Então, Maria, um exemplo prático poderia dar é o projeto que a gente fez aqui no Brasil, inclusive, com uma empresa que é uma produtora de energia renovável, ela já tem ativos produzindo energia renovável no Brasil e que está olhando uma possível expansão desse parque que ela tem de produção de energia renovável, mas em parceria com um desenvolvedor de projeto que está buscando desenvolver um projeto de hidrogênio verde para conversão em amônia e olhando possíveis mercados internacionais para exportação dessa amônia verde.

O nosso trabalho foi, em conjunto com esse cliente, entender, dentro dos possíveis mercados internacionais, onde existe uma puxada regulatória de demanda para esse hidrogênio ou para essa amônia verde e, dentro desses diferentes países ou possíveis mercados de exportação, qual que oferecia o melhor cenário econômico do ponto de vista de incentivos fiscais, incentivos, subsídios para se colocar essa amônia verde no país e, com isso, ter uma alternativa economicamente viável para a produção e exportação dessa amônia verde. 
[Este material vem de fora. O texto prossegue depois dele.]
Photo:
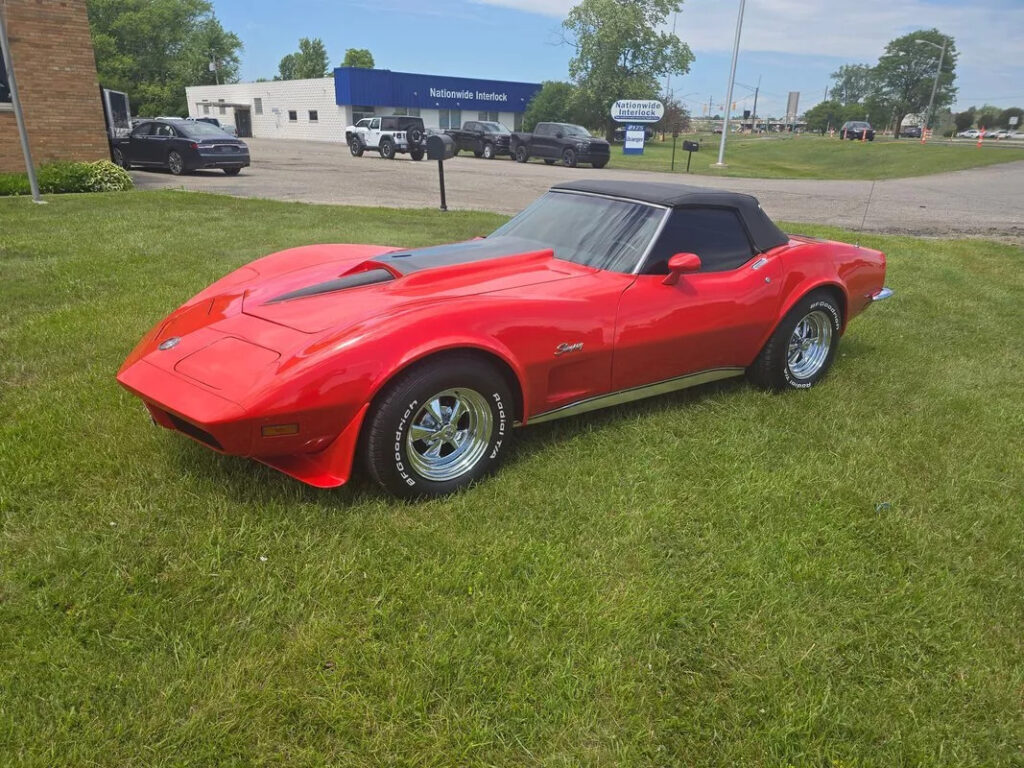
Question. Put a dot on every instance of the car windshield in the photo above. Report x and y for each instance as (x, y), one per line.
(577, 130)
(588, 229)
(196, 129)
MA: Obrigada, Vitor. Obrigada também a você que acompanhou mais um episódio do Falando de Mercado. Todos os episódios da série estão disponíveis no site argusmedia.com e nas principais plataformas de streaming. 

Nós voltamos na semana que vem com mais discussões sobre os mercados de commodities e energias no Brasil e no mundo. Até lá!